Two perennially unpopular but strangely persistent interfaces are (1) the RSS reader that looks like an email or Usenet (dead) reader. The cause of death here is the "mark as read" button that makes every item the system ingests a burden to the reader -- for all this click, click, clicking the system is not gathering any information about the feed items or the user's preferences and (2) the RSS reader that renders 200 separate lists for 200 separate RSS feeds. If your plan is to scan, scan, and scan some more, why not just visit the actual web sites?

Contrast that to the successful interface of Twitter where new content displaces old content, where if you walk away for a week you see recent content and don't need to click, click and click to mark a week's worth of content as read (though there hopefully is a button to nuke everything.) And now there is Tik Tok and RSS readers still barrel on as if the last 15 years didn't happen.

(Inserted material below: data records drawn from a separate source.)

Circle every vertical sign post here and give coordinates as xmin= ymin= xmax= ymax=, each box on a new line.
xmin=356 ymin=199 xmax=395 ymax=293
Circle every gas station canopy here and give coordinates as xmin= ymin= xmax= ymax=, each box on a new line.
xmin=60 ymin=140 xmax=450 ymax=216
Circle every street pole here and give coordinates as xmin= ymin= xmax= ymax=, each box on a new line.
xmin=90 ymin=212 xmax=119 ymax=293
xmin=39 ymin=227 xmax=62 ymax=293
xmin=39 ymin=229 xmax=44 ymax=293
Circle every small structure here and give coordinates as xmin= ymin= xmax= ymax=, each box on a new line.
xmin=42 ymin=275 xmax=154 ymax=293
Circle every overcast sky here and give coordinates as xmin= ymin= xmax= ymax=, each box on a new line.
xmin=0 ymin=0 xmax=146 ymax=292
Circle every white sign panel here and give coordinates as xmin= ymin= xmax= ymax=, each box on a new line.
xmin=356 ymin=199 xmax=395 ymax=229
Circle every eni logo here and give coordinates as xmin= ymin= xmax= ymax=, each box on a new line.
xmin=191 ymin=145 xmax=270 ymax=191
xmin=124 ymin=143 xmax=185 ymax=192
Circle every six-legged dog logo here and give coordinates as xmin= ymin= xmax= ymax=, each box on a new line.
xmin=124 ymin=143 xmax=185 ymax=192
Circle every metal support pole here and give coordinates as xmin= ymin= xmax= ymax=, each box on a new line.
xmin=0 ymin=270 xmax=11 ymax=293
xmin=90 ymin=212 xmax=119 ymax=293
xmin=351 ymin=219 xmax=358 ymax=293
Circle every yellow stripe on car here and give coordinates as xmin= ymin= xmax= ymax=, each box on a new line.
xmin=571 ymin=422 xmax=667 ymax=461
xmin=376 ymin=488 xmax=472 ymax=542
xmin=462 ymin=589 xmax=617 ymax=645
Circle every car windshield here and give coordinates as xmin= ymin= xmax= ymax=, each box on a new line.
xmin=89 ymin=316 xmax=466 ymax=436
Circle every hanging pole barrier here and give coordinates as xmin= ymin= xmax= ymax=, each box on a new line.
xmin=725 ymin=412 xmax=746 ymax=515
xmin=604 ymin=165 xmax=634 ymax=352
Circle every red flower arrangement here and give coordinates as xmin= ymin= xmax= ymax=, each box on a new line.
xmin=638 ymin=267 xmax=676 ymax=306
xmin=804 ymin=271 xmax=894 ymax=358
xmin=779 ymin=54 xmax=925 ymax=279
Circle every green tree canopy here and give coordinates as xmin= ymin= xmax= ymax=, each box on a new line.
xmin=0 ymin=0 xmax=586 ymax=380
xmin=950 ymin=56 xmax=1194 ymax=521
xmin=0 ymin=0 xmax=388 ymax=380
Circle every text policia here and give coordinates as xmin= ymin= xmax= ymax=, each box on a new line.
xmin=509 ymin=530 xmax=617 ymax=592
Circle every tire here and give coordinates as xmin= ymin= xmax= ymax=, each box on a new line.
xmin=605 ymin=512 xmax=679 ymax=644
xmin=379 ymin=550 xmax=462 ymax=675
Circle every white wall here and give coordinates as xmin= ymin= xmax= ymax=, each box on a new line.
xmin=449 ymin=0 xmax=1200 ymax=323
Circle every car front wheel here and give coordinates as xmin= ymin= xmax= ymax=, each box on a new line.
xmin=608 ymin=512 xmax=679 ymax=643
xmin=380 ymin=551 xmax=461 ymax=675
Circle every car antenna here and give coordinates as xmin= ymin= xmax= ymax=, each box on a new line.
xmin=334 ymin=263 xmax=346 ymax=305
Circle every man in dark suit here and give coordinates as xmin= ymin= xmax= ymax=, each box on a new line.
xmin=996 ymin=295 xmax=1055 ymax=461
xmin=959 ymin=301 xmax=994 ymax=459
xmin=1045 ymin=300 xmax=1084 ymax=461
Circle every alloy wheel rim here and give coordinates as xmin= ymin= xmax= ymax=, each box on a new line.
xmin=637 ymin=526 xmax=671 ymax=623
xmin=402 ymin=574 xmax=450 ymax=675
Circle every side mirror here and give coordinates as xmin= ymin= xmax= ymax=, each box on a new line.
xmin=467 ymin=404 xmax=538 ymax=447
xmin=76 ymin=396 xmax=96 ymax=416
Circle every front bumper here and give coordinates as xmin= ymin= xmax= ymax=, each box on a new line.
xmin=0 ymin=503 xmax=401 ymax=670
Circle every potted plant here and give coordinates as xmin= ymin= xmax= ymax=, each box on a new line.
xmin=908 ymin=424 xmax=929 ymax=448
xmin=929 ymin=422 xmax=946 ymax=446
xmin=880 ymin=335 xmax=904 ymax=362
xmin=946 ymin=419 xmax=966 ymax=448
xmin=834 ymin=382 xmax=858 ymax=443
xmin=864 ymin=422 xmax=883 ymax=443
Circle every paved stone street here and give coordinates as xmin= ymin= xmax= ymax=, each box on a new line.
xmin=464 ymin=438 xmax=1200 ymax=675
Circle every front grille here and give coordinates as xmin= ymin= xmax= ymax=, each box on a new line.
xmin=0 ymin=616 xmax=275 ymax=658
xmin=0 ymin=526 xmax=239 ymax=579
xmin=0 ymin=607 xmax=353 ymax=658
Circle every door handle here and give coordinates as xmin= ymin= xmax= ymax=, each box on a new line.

RSS needs algorithmic feeds to really be superior to "I have a list of 50 blogs I check every morning." That is, you have to be able to ingest more feed items than you can handle and have the important and interesting stuff float to the top.

I was involved a bit in text classification research 20 years ago and it was clear to me that an algorithmic feed for RSS was very possible with the caveat that it would take a few 1000 judgements yet even at that time it was clear that you could never underestimate people's laziness when it comes to making training sets. Most people would expect to give five or so judgements.

I had thought about the problem for years, a bit about ideas that would improve low-judgement performance, but I did very little other than this project

https://ontology2.com/essays/HackerNewsForHackers/

and

https://ontology2.com/essays/ClassifyingHackerNewsArticles/

Last December I started working on YOShInOn, my smart RSS reader and intelligent agent with a primary user interface that looks like "TikTok for text" (no wasted clicks to 'mark as read' because I am always collecting preference information.) I started out with the same model from the article above (applied to the whole RSS snippet as opposed to just the title) and upgraded to a BERT-based model.

It shows me the top 5% of about 3000 ingested articles a day.

I am still thinking about how to productize it. On an intellectual level I'm interested in the problem with training on fewer examples. Ironically it wouldn't be hard to do experiments because I have a year of data I can sample from, but I couldn't care less on a practical level because I have 50,000 judgements already... And it is all about "pain driven development" where I work on features that I want right now for me.

If I were going to make a SaaS version of it would almost certainly fall back on collaborative filtering (pooling preferences from multiple users) because users would perceive it to learn more quickly.

See the entirely forgotten https://en.wikipedia.org/wiki/StumbleUpon

1 comments

Have you tried Feedly? One of the sort options is "most popular", although I'm not sure how that works. Older unread stuff ages out automatically after about a month.
Popularity is a useful metric for ranking (if A is more popular than B it is more likely I’ll like A better than B than if it is the other way around.) but combining it with a relevance score can be tricky. (e.g. it is not so straightforward to incorporate PageRank into a web search engine and really get better results.)

The interesting thing I see in Feedly is it seems to have a broad categorization: you might get some topic like “American Football”. I think users will certainly feel more in control if they can pick topics like that.

YOShInOn does ingest categories that are supplied by the feeds. I’ve also thought about adding a query language inspired by OWL (contains word X or word Y and is not a member of category Z) but now when I want to do a query I hand code it. If there is ever a “YOshInOn Enterprise Edition” it will have some system for maintaining multiple categorizations so it will be able to put labels like “American Football” on.